Brandon Maxwell, sahne ardında her zamankinden daha meşguldü zira iki şapka takıyordu: dizayncı ve stilist. “Otantik hissettiren bir şey yapmak istedim. Başladığımda moda eğitimi alma konusunda inançsızdım, bu yüzden daha önemli olmam gerektiğini hissettim. Fakat ben o kadar önemli bir insan değilim. Pandemi sırasında, bir daha fırsatım olursa, kendim üzere yapmak istediğime karar verdim.” dedi.
Birinci bakışta, bu defile sahiden farklıydı. Maxwell podyumda bulunduğu beş yıl boyunca baskıdan hoşlanmadı. Lakin açılış görünümünde ceketin altından bakan, yalnızca rastgele bir baskıda değil dönen bir psychedelic baskılı bir elbise vardı. İkinci görünüme bakalım; bir illüstrasyonun yer aldığı bir sweatshirt'ü içeriyordu.
Parlak ayrıntılar, pastel baskılar, renkli desenler, jakarlı kumaşlar ve uçuk renkler Maxwell podyumunu ele geçirmişti.

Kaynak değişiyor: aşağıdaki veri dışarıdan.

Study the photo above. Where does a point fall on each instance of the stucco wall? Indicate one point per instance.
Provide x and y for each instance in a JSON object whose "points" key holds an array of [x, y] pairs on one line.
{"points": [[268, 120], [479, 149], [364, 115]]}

Uzun pileli etekler, bedene oturan elbiseler, spor ceketler, düşük bel pantolonlar ve bir çok ayrıntı göze çarpıyordu.
Koleksiyon %100 kırmızı halı kıyafeti içermiyordu. Pandemi öncesi olduğu kadar gala kıyafetlerine gereksinim yoktu. Bunun yerine, önümüzdeki baharda dışarıda geçireceği bir akşam için büstiyer, kalçaya oturan saten eşofman altı ve blazer ceketin görünümü hazırlamıştı. Gigi Hadid, görünümün bir versiyonunu, bulanık gri ve beyaz bir kadroyla sundu. Pistin sonunda küçük bir dönüş yaptı, çok eski bir hareket… Final için modeller gülümseyerek kol kola yürüdüler. Güvensizlik ve ciddiyet ile aşağı; özgünlük ve gülümseme ile yukarı!